The Shenandoah Community Health Center and the Starting Points office here work together like a small-scale replica of what the federal government hopes our health system will become.

Finding a minimum wage job — even 30 miles away — is often cause for celebration in Berkeley Springs. Getting to it is another story altogether. There's no public transportation, no taxicabs and no Uber, though there's talk the ride sharing company may enter the area soon.

So one of the things that takes much of Morris' time — two clients in one recent morning — is finding money to pay to get cars that break down diagnosed and fixed if that isn't too pricey.

Without transportation, residents can fall deeper into the cycle of poverty, drugs and depression that can put chronic health conditions in the background.

How social services change lives and health:

• Housing. Before she moved into affordable rental housing in Washington, Josseline Rivas-Valdez, who immigrated from El Salvador, often wound up in the emergency room because of suicide attempts and drug overdoses stemming from childhood sex abuse. Now on Medicaid, she's sober, hasn't been hospitalized, goes to regular therapy and her son, 11, no longer suffers from a stress-related stomach disorder.

Laurel Blatchford, senior vice president of solutions at Enterprise Community Partners, says housing is "bending the health care cost curve." Enterprise recently commissioned a study that found Medicaid expenditures for affordable housing residents declined 12% overall and 16% for seniors and people with disabilities.after they moved in.

Khai Nguyen, co-founder of Veggi Farmers Coop, delivers fresh tofu to the Sneaky Pickle restaurant in New Orleans. His group trained poor Vietnamese fishermen to be farmers.

• Job training. Khai Nguyen and Daniel Nguyen co-founded of VEGGI Farmers Cooperative in New Orleans to train the Vietnamese fisherman in the Versailles Arms public housing project to be urban farmers after Hurricane Katrina.

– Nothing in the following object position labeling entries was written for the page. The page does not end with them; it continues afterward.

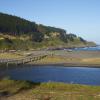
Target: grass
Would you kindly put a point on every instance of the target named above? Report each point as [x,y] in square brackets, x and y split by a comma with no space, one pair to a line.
[48,91]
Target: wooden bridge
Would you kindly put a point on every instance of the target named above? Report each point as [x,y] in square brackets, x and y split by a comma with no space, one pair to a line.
[23,60]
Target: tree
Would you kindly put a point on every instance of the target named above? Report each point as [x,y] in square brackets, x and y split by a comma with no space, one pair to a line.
[37,37]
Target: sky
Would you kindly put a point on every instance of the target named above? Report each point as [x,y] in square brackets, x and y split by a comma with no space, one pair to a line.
[81,17]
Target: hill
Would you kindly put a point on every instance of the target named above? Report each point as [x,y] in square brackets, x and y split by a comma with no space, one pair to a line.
[19,33]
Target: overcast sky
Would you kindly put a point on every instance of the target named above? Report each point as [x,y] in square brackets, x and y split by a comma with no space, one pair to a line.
[81,17]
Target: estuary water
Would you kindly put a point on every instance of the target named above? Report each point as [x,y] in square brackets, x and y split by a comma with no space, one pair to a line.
[73,75]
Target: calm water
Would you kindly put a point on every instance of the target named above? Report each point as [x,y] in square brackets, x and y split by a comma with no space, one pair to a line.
[80,75]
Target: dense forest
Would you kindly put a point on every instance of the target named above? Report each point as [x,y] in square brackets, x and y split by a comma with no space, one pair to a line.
[32,34]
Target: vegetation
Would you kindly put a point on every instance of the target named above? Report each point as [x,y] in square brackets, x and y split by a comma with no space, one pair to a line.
[18,33]
[47,91]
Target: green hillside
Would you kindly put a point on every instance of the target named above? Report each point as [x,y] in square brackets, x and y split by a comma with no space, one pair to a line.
[18,33]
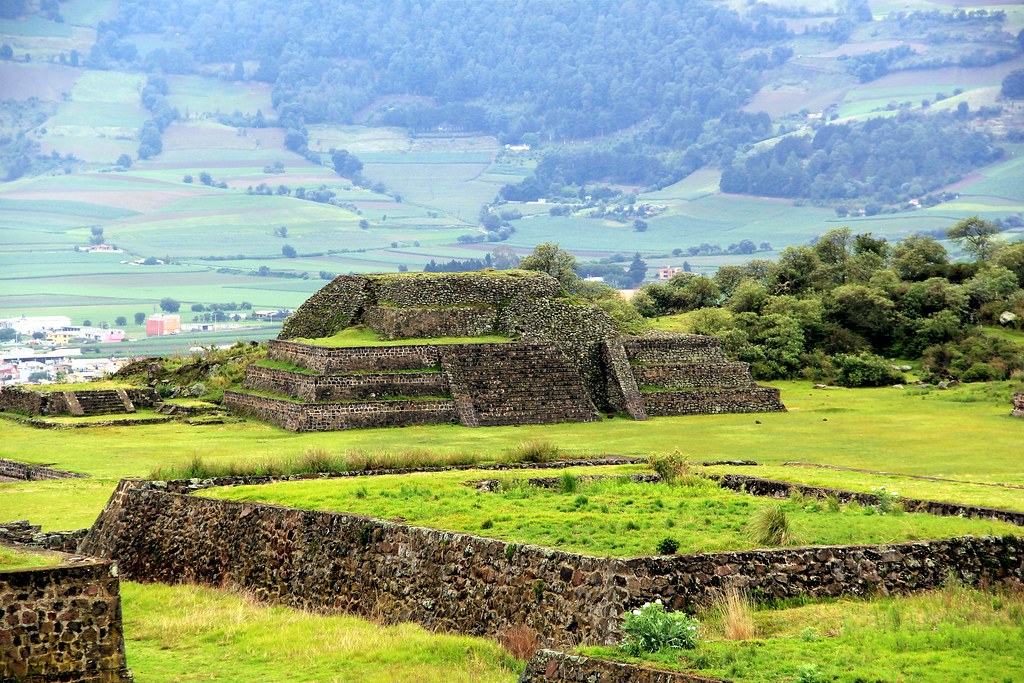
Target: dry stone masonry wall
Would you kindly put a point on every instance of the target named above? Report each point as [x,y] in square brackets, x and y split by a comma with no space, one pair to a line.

The pair benefited from support and resources from the non-profit Propeller, which helps social entrepreneurs. The co-op now supplies many of New Orleans' top restaurants and grocery stores with vegetables and tofu, has a weekly farmer's market and offers employment in an area of the city known as a "food desert" with scarce jobs and few who speak English.

After Katrina, "I think we were the only ones in the community providing social services," says Khai Nguyen, who says the farmers report improvements in their physical and mental health related to the jobs.

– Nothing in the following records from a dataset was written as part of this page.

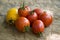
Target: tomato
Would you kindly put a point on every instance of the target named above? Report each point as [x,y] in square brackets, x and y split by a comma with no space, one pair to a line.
[22,11]
[38,26]
[32,17]
[46,18]
[27,8]
[22,24]
[12,15]
[38,11]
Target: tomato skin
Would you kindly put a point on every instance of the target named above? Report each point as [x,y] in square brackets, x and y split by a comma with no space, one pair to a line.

• Transportation. Bertolini says one of the reasons Aetna was so interested in acquiring Humana was the innovative risk appraisals it does of its Medicare Advantage patients' needs, including forat-home risks and transportation needs. Humana at Home sends Uber drivers to help clients get to places, such as the senior center, which Aetna may expand to a larger audience.

After a Starting Points client needed to get to Martinsburg, W.Va. for a mental health appointment, Morris says the local sheriff brought the man there and back seeing he had a meeting there anyway.

Meredith Bradshaw boxes up food from the Morgan County Starting Points.

Connecting, changing communities

The federal shift to a health care system that's accountable for how much it spends and how healthy it keeps patients has been painful or painfully slow, depending whom you ask.

Medicare's quality initiatives until now have been limited to a handful of medical conditions, including heart disease, pneumonia and hip and knee replacement. Medicaid programs around the United States are increasingly getting federal permission to reimburse health care providers for paying for things like housing assistance, air conditioners and allergy-reducing vacuums that improve people's health.

More money is not always the solution, says Aron of the Urban Institute.

"In many ways, we are spending plenty. We're just not spending it well," says Aron,. "It's just not reaching the places, the people, and the needs where resources are most needed."